Passato criminale negli Stati Uniti
Secondo documenti giudiziari statunitensi, Lataj è stato precedentemente condannato per cospirazione finalizzata a una rapina in banca. Il caso riguardava un tentativo di colpo a Brooklyn, dove un gruppo pianificava di entrare in una banca attraverso il tetto. Le autorità lo arrestarono mentre cercava di fuggire a bordo di una Cadillac. Alla fine ha scontato una pena di due anni di carcere.
Questa parte della sua storia è diventata centrale nel dibattito, soprattutto tra gli albanesi preoccupati per l’immagine della comunità all’estero.
Indagini in Canada: accuse senza incriminazioni
Dopo essersi trasferito in Canada, Lataj non è stato condannato per alcun reato. Tuttavia, il suo nome è comparso in diverse indagini nel corso degli anni. Un precedente dossier investigativo suggeriva possibili legami con reti di traffico di droga, presumibilmente in collaborazione con figure associate a Joaquín “El Chapo” Guzmán. Nonostante la gravità di queste affermazioni, non sono mai state presentate accuse formali.
Più recentemente, Lataj sarebbe stato monitorato in relazione a un’indagine su operazioni di gioco d’azzardo illegale e riciclaggio di denaro nell’area di Toronto. Queste indagini menzionavano anche gruppi come gli Hells Angels e individui sospettati di legami con la mafia italiana della ’Ndrangheta. Anche in questo caso, non sono state mosse accuse ufficiali nei suoi confronti.
Una vita di lusso a Toronto
In netto contrasto con il suo passato controverso, Lataj sembra condurre uno stile di vita di alto livello a Toronto.
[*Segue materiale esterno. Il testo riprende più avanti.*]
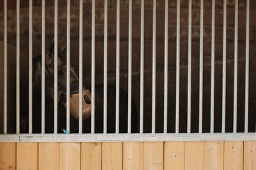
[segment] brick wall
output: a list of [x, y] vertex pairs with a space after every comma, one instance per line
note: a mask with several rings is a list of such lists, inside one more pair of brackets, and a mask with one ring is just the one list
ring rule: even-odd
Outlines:
[[[71, 0], [71, 61], [72, 65], [78, 69], [78, 38], [79, 38], [79, 0]], [[128, 68], [128, 0], [120, 1], [120, 69], [121, 87], [127, 91]], [[146, 132], [150, 132], [151, 124], [152, 101], [152, 1], [145, 1], [145, 125]], [[21, 49], [28, 50], [28, 9], [26, 3], [21, 1], [20, 36]], [[157, 71], [156, 71], [156, 122], [157, 132], [162, 132], [163, 124], [163, 81], [164, 81], [164, 0], [157, 1]], [[180, 129], [186, 129], [187, 114], [187, 79], [188, 79], [188, 1], [180, 1]], [[8, 1], [8, 43], [15, 45], [15, 3]], [[2, 4], [1, 4], [2, 5]], [[54, 36], [54, 3], [46, 0], [46, 40], [48, 43]], [[59, 1], [58, 36], [59, 45], [64, 44], [66, 39], [66, 1]], [[33, 8], [33, 53], [41, 50], [41, 1], [34, 1]], [[13, 7], [12, 7], [13, 6]], [[84, 80], [90, 84], [91, 69], [91, 22], [92, 1], [84, 0]], [[168, 16], [168, 122], [172, 132], [175, 127], [175, 83], [176, 83], [176, 1], [169, 0]], [[23, 8], [24, 7], [24, 8]], [[239, 33], [238, 33], [238, 122], [239, 131], [243, 130], [244, 98], [244, 66], [245, 66], [245, 32], [246, 32], [246, 1], [239, 1]], [[209, 131], [210, 122], [211, 102], [211, 1], [204, 1], [204, 129]], [[215, 127], [220, 131], [221, 117], [222, 90], [222, 57], [223, 57], [223, 1], [216, 1], [215, 25]], [[96, 0], [96, 83], [103, 82], [103, 49], [104, 49], [104, 1]], [[3, 39], [3, 11], [0, 13], [0, 39]], [[200, 50], [200, 1], [193, 1], [192, 11], [192, 121], [193, 131], [196, 131], [198, 119], [199, 96], [199, 50]], [[232, 128], [233, 85], [234, 85], [234, 1], [227, 1], [227, 129]], [[108, 1], [108, 81], [115, 83], [116, 53], [116, 0]], [[253, 78], [256, 69], [253, 64], [256, 61], [256, 3], [251, 1], [250, 27], [250, 121], [255, 125], [254, 111], [256, 108], [256, 81]], [[132, 1], [132, 99], [140, 108], [140, 1]], [[253, 126], [254, 127], [254, 126]], [[252, 129], [251, 129], [252, 130]]]

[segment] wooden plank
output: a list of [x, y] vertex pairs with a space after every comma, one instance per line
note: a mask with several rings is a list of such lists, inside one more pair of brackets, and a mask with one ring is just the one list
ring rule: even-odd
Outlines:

Secondo alcune fonti, risiede in uno dei complessi residenziali più esclusivi della città. È stato spesso visto a bordo campo durante le partite dei Toronto Raptors, un privilegio generalmente associato a ricchezza e influenza.
Foto e video diffusi online lo mostrano vicino a veicoli di lusso come Range Rover e Porsche GT2RS. In un’immagine molto condivisa del 2019, appare mentre festeggia con l’ex stella dei Raptors Kyle Lowry dopo la vittoria della squadra nella Eastern Conference.
Una figura divisiva per gli albanesi
Hamdi Lataj rimane una figura enigmatica e controversa. Per alcuni albanesi, la sua presenza in contesti di alto profilo—dalle partite NBA ai video musicali—rappresenta una forma di visibilità sulla scena globale. Per altri, il suo passato solleva preoccupazioni riguardo alla reputazione e alle narrazioni associate all’identità albanese all’estero.
Al momento, non esistono prove verificate di un rapporto stretto tra Lataj e Drake. Tuttavia, la sua breve apparizione è stata sufficiente a portare la sua storia sotto i riflettori, mescolando elementi di cronaca giudiziaria, successo nella diaspora e cultura pop.
Mentre il dibattito continua, una cosa è certa: la storia di Hamdi Lataj risuona fortemente nel contesto albanese, riflettendo questioni più ampie legate all’identità, all’immagine e alle complessità della vita nella diaspora.